Look carefully at the proof of the Cauchy-Schwarz inequality:
Express $y$ as $\alpha x + z$, where $\langle x,z\rangle = 0$. This can always be done by letting $\alpha = \frac{\langle x,y\rangle}{\langle x,x\rangle}$ and $z=y-\alpha x$.
Then $\begin{align*} \langle y,y\rangle &= \langle \alpha x+z,\alpha x+z\rangle\\ &= \alpha\overline{\alpha}\langle x,x\rangle + \alpha\langle x,z\rangle + \overline{\alpha}\langle z,x\rangle + \langle z,z\rangle\\ &= |\alpha|^2\lVert x\rVert^2 + \lVert z\rVert^2\\ &\geq |\alpha|^2\lVert x\rVert^2, \end{align*}$ with equality if and only if $z=\mathbf{0}$. Since $\alpha = \frac{\langle x,y\rangle}{\langle x,x\rangle} = \frac{\langle x,y\rangle}{\Vert x\rVert^2},$we conclude that $\lVert y\rVert^2 \lVert x\rVert^2 \geq |\langle x,y\rangle|^2$ with equality if and only if $z=\mathbf{0}$ (i.e., if and only if $y$ is a scalar multiple of $x$).
Now for the triangle inequality, we have $\begin{align*} \lVert x+y\rVert^2 &= \langle x+y,x+y\rangle\\ &= \langle x,x\rangle + \langle y,y\rangle + 2\mathscr{R}e\langle x,y\rangle\\ &\leq \lVert x\rVert^2 + \lVert y\rVert^2 + 2|\langle x,y\rangle| \tag{1}\\ &\leq \lVert x\rVert^2 + \lVert y\rVert^2 + 2\lVert x\rVert\lVert y\rVert \tag{2}\\ &= (\lVert x\rVert + \lVert y\rVert)^2. \end{align*}$
Now, $(1)$ is an equality if and only if $|\langle x,y\rangle|=\mathscr{R}e\langle x,y\rangle$, which occurs if and only if $\langle x,y\rangle = \alpha\lVert x\rVert^2$ is a nonnegative real; which occurs if and only if $\alpha$ is a nonnegative real; and $(2)$ is an equality if and only if $z=\mathbf{0}$. Thus, writing $y=\alpha x +z$ with $\langle x,z\rangle = 0$, we conclude that we have equality if and only if $z=\mathbf{0}$ and $\alpha$ is a nonnegative real number.

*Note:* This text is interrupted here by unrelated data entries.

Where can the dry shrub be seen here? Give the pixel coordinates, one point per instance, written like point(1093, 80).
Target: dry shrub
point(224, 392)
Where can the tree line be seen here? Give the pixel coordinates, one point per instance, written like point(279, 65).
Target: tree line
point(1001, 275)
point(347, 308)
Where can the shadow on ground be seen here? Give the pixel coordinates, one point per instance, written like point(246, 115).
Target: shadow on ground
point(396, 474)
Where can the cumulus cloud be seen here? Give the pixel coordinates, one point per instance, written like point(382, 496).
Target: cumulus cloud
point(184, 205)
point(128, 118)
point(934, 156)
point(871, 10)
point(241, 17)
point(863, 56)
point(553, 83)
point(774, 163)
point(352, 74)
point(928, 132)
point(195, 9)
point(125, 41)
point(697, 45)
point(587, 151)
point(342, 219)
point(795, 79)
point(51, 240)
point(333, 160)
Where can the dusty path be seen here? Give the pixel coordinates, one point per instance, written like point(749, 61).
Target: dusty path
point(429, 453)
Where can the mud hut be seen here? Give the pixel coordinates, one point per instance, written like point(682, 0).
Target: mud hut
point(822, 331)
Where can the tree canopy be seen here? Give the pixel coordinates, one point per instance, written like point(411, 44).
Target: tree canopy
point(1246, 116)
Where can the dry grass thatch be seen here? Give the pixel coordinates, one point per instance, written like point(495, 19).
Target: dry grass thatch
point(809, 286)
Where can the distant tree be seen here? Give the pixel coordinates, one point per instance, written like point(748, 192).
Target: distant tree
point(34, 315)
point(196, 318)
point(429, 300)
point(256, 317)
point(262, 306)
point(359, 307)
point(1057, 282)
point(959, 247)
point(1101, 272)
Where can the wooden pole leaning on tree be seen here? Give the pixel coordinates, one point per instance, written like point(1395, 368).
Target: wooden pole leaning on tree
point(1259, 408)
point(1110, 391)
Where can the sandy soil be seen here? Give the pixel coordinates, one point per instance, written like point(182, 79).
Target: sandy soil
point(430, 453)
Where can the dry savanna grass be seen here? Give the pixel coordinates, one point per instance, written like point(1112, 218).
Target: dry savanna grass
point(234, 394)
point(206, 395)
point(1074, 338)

In summary, equality holds if and only if $x=\mathbf{0}$ (hence is equal to a nonnegative real scalar multiple of $y$), or if $y=\alpha x$ with $\alpha$ a nonnegative real number. That is, if and only if one of $x$ and $y$ is a nonnegative real scalar multiple of the other.